Recurrent rhinovirus infections in a child with inherited MDA5 deficiency

Affiliations
Case Reports

Recurrent rhinovirus infections in a child with inherited MDA5 deficiency

Ian T Lamborn et al. J Exp Med. .

Abstract

MDA5 is a cytosolic sensor of double-stranded RNA (ds)RNA including viral byproducts and intermediates. We studied a child with life-threatening, recurrent respiratory tract infections, caused by viruses including human rhinovirus (HRV), influenza virus, and respiratory syncytial virus (RSV). We identified in her a homozygous missense mutation in IFIH1 that encodes MDA5. Mutant MDA5 was expressed but did not recognize the synthetic MDA5 agonist/(ds)RNA mimic polyinosinic-polycytidylic acid.

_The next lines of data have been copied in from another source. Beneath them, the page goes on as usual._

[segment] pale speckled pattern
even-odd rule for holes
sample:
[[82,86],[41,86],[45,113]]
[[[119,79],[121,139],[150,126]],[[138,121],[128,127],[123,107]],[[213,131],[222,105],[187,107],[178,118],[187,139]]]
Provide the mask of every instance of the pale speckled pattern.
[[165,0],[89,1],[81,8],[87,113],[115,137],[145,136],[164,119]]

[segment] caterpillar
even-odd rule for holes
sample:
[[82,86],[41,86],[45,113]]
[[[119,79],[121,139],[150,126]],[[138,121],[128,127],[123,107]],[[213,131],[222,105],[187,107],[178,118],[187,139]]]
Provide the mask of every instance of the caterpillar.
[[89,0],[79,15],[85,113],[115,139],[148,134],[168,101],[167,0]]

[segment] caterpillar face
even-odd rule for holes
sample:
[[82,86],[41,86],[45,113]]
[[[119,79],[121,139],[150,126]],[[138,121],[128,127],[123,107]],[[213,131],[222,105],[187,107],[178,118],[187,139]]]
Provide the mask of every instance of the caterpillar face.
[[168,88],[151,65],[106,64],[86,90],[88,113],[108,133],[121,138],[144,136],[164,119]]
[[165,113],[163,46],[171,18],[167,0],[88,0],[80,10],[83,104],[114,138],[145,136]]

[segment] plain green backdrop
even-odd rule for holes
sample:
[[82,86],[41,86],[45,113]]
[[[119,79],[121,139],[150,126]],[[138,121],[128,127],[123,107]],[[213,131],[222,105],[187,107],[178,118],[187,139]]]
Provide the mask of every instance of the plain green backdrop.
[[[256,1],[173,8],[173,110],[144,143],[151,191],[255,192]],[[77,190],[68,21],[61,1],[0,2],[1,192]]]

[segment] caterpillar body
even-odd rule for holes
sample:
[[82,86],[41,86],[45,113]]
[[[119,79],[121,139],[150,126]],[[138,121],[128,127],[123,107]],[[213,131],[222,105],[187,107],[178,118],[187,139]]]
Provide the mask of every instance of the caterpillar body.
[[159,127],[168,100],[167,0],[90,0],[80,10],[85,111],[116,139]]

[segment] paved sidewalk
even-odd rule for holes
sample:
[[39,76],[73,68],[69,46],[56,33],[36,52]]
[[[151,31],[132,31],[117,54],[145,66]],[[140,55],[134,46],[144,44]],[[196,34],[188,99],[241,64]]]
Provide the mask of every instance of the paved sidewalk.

When overexpressed, mutant MDA5 failed to drive luciferase activity from the IFNB1 promoter or promoters containing ISRE or NF-κB sequence motifs. In respiratory epithelial cells or fibroblasts, wild-type but not knockdown of MDA5 restricted HRV infection while increasing IFN-stimulated gene expression and IFN-β/λ. However, wild-type MDA5 did not restrict influenza virus or RSV replication. Moreover, nasal epithelial cells from the patient, or fibroblasts gene-edited to express mutant MDA5, showed increased replication of HRV but not influenza or RSV. Thus, human MDA5 deficiency is a novel inborn error of innate and/or intrinsic immunity that causes impaired (ds)RNA sensing, reduced IFN induction, and susceptibility to the common cold virus.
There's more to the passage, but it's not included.